The East River is about 16 miles long and flows toward the Long Island Sound. This river has been central to the expansion of New York City as a commercial center. It is this river that held most of the docks that connected shipping to and from the West Indies that supplied sugar plantations worked by enslaved Africans during the time of British New York. These flowing waters brought the bodies to be sold on Wall Street and the provisions back to sea toward the West Indies minimizing the need to grow farms, which made those British sugar plantations more lucrative in the 18th century. The agrarian revolution, better known as the Transatlantic Slave Trade, is what powered the industrial revolution. When cotton replaces sugar as the main commodity in the 19th century, the United States builds upon the trade routes established from the human trafficking and provision supply chain of the British.
 
The Hudson River is about 315 miles long and extends through multiple American Indigenous lands. To the Lenape, this river is known as the Muhheakantuck, and along with the Connecticut and West Delaware Rivers, have defined their homeland. The Hudson River was referred to as the North River by the Dutch and defined what was known as New Netherland. The English renamed this river the Hudson after the Dutch navigator who was employed by the East India Company. The Hudson flows north and south, connecting the Adirondack Mountains and the Atlantic Ocean. The Hudson Valley gets its name from this river and had plantations that supplied provisions to the West Indies. The Hudson was and is an important point of access to the interior of the country and was an area of contention between the Dutch and English. It was the presence of the English up the Hudson that prompted the Dutch to create the barrier of palisades that is now called Wall Street. As commerce and industrialization grew, so has pollution in the Hudson in the 20th century.
 
What we call the Colonial era was an assault on human bodies as well as these river bodies. It does not mean nothing was gained from this period but the cost to the earth and humanity is too often overlooked and disassociated from each other. Today there seems to be momentum to save the planet but a refusal to acknowledge the correlation between the climate crisis and the legacy of slavery and genocide. If we can learn from rivers, these matters will seek each other, bond, and naturally flow. It is a lot easier if you know the history of where you are walking but that flow of information is consistently damned.
 
As the United States of America became wealthy from slavery and cotton, the country expanded further west, taking more land from Indigenous Americans. The Erie Canal, an artificial waterway, was conceived as a means to gain access to this expanding nation.
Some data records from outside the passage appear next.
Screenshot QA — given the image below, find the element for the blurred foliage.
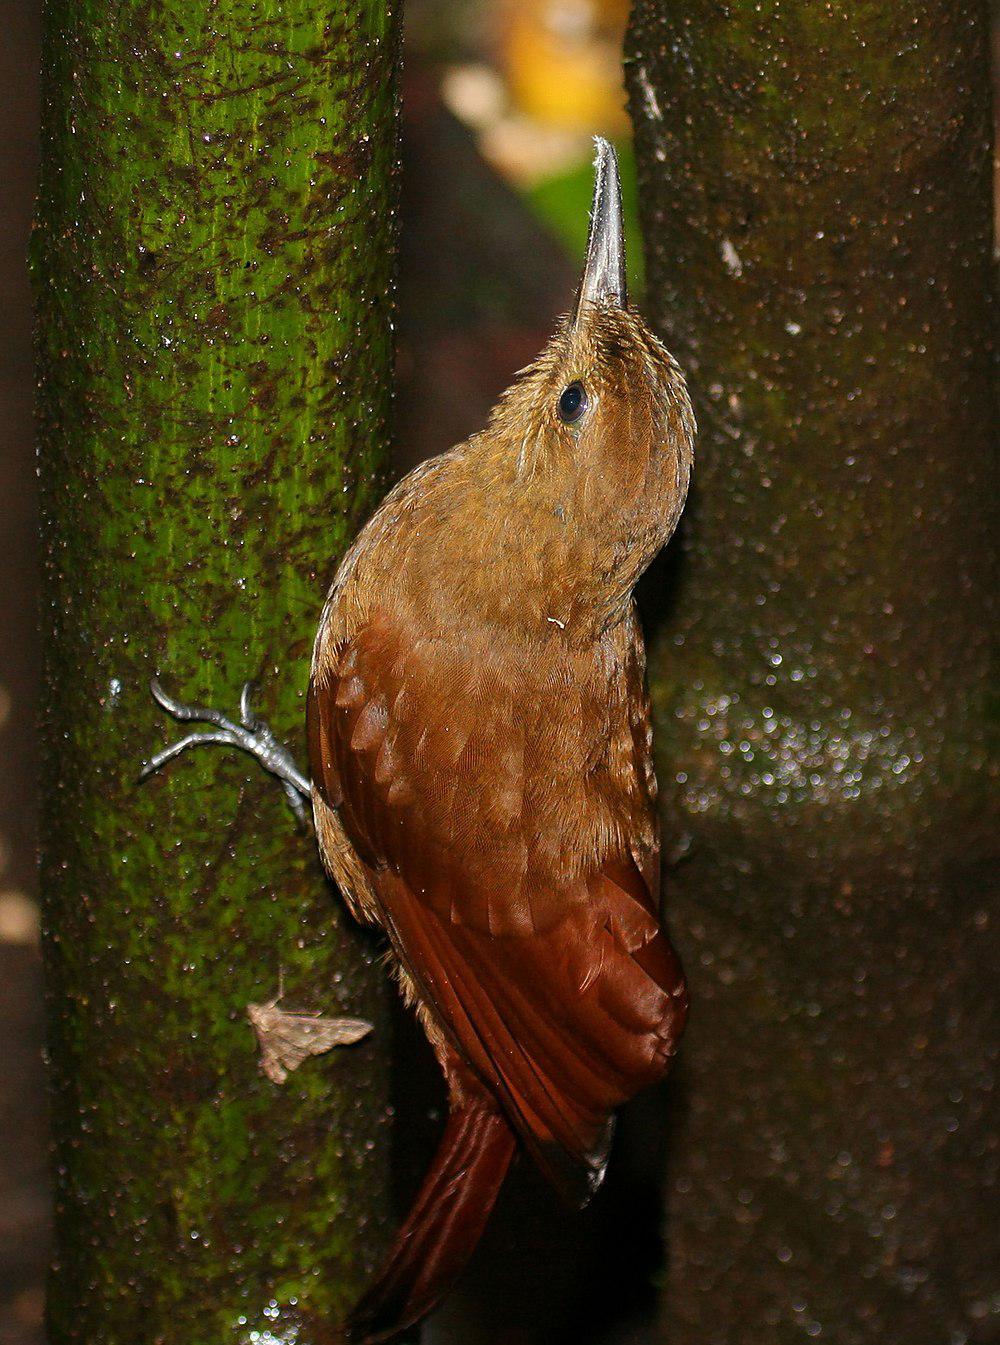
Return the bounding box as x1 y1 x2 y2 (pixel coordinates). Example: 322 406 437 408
502 0 630 136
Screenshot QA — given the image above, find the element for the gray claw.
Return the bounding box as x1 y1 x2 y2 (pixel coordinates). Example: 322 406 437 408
239 682 257 730
141 678 312 821
281 779 311 828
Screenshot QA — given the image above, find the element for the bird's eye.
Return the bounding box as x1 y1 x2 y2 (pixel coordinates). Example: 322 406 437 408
557 382 588 424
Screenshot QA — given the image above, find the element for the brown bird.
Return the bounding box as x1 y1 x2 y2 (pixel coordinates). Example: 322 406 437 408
144 137 694 1344
308 137 694 1340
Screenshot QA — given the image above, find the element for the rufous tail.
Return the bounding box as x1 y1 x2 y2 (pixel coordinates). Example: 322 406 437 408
345 1096 516 1344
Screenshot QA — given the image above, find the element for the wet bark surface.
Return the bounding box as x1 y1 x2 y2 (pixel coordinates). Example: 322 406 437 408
626 3 998 1342
33 2 401 1340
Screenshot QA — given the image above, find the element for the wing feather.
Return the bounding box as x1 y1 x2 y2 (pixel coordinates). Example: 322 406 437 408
309 609 687 1201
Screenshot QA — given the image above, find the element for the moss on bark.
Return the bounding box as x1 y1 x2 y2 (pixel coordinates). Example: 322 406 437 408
33 2 401 1340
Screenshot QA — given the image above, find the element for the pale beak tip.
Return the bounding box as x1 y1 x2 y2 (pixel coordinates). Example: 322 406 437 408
573 135 628 324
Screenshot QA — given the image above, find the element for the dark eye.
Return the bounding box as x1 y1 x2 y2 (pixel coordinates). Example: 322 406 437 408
557 382 588 424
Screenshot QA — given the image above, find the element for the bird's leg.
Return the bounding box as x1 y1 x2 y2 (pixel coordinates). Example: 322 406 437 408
139 678 312 827
141 693 372 1059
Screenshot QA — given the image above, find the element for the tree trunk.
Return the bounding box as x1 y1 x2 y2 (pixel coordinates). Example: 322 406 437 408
33 2 401 1341
626 3 997 1343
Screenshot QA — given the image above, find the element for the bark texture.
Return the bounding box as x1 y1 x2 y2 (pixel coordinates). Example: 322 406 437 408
625 3 997 1342
33 2 400 1340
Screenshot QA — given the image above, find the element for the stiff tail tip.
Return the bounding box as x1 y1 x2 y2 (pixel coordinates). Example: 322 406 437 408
345 1097 516 1344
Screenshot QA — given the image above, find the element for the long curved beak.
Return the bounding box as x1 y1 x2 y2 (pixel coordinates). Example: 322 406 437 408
572 136 627 326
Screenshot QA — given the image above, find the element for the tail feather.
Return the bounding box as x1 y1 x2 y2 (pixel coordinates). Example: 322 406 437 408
346 1097 516 1344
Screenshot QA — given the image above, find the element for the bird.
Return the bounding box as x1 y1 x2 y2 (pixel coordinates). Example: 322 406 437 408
143 136 695 1344
306 138 694 1341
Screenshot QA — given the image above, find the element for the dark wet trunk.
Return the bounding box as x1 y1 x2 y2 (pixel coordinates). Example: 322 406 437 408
32 2 401 1340
626 3 997 1342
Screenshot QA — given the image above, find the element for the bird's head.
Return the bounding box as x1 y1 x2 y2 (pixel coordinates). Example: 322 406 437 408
478 138 695 612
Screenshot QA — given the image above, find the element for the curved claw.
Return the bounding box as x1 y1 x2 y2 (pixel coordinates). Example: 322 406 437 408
239 681 258 730
140 677 312 821
281 779 311 828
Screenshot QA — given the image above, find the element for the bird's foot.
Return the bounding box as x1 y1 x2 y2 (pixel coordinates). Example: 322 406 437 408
139 678 312 827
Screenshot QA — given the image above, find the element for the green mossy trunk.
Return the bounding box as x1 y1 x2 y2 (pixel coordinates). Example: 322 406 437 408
626 3 996 1342
33 2 401 1341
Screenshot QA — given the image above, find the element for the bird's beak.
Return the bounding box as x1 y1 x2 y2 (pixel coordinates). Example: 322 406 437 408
572 136 627 327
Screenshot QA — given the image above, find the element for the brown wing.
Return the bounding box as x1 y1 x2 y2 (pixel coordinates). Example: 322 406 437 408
308 611 687 1202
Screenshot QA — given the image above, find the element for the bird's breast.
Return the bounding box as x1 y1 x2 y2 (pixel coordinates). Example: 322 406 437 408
321 596 656 937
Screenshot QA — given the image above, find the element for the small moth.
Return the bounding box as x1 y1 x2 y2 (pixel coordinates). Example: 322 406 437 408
247 992 373 1085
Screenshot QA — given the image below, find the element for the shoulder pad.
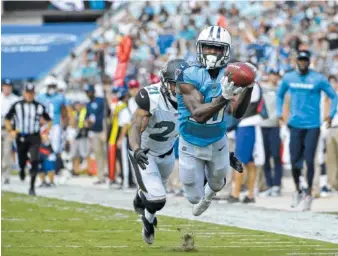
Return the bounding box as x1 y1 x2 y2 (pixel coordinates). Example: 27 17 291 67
135 86 161 115
142 84 162 115
135 88 150 113
181 65 201 88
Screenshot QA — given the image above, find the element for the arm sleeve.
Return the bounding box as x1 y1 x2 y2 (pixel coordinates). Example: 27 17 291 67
276 77 289 117
41 105 51 121
320 76 338 118
5 103 16 120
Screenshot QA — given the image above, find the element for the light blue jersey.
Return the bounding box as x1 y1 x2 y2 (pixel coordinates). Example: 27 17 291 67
276 70 337 129
37 93 66 125
177 63 227 147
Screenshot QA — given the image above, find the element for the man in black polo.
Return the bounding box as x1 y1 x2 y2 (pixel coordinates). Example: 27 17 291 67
5 83 52 196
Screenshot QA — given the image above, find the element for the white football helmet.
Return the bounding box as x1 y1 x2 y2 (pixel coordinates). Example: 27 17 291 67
196 26 231 69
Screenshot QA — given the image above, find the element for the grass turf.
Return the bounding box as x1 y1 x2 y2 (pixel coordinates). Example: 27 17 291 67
2 191 338 256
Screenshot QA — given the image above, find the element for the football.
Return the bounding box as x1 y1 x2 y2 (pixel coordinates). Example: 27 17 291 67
224 62 256 87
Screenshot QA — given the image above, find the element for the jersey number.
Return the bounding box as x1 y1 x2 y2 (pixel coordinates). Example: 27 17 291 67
149 121 175 142
189 98 225 125
147 86 160 95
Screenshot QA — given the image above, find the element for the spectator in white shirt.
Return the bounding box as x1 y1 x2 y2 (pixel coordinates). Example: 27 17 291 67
1 79 19 184
114 87 132 189
127 79 141 115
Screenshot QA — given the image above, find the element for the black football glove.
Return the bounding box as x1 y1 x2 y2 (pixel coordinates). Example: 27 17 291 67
230 152 243 173
134 148 150 170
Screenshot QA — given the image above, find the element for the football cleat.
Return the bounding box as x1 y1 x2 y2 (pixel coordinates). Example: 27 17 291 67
192 197 212 216
141 215 157 244
133 190 145 215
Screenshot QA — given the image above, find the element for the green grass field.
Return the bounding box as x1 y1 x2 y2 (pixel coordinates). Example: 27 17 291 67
2 192 338 256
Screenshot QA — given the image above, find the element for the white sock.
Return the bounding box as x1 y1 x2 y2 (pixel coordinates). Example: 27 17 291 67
204 183 216 201
320 175 328 188
300 176 308 189
145 209 155 224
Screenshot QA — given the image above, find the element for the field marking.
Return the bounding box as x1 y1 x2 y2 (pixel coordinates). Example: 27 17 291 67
315 248 338 251
229 241 308 245
3 183 338 244
1 218 25 221
288 253 338 255
2 244 326 249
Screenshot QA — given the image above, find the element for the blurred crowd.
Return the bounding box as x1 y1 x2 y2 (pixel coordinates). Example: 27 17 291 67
2 1 338 201
64 1 338 90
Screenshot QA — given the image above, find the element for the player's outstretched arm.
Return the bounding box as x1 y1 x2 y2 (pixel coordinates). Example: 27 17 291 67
129 108 150 151
231 86 254 119
129 108 151 170
179 83 229 123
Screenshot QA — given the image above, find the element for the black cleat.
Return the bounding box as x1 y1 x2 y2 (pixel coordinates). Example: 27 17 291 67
242 196 255 204
141 215 156 244
133 190 145 215
29 188 36 196
19 170 26 181
227 195 240 203
39 182 50 188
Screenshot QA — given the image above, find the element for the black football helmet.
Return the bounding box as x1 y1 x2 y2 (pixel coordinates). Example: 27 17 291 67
159 58 189 102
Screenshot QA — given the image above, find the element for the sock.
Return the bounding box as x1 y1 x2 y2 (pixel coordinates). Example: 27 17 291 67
299 175 308 190
30 175 36 190
145 209 155 224
320 175 328 188
204 183 216 201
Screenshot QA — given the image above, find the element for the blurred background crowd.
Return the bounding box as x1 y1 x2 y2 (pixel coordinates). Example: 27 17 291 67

Making it possible to connect the ports of New York to the Great Lakes. This 353 mile long canal was completed in 1825, extending from the Hudson River in upstate New York to Lake Erie. The Erie Canal was central to the growing financial might of the United States, connecting east and west.
 
If you stop and look at these two bodies of water, the financial story of the United States of America can be seen in one stationary sight. Let’s pause and look at these two rivers. These territories were taken and developed through violence that was passed down and inherited from one colonial power to another. Enslavement was used to create a system of extraction for commodities from sugar to cotton. This fed into the industrial shift that created new forms of capitalism, leveraging banking and markets. From the East River, there was the slave market on Wall Street, and there is no New York without the Company of Royal Adventurers Trading to Africa, co-founded by the Duke of York. From the Hudson River, we can reach both the plantations up the Hudson Valley and the Erie Canal created in 1825 that powered the US expansion west and made this Harbor a gateway to the world. New York City is a global financial center built on the bodies of water and bodies of people.
 
[chorus] bodies
 
Think about what these bodies have seen. Since water seeks water, these bodies of water are communicating to each other. What we do with our bodies impacts their bodies. We are not separate from them. We can make changes and flow away from colonial thinking that wants to own rivers instead of respecting them with honorable conversation.
 
Think about your body as you move your consciousness along this path. For a moment, close your eyes. Get in touch with your breath and your steps. Even when we are still, our spirit is moving, when we are awake or in dream. Let the river remind you that our bodies, too, move at different speeds – connecting the past to the future.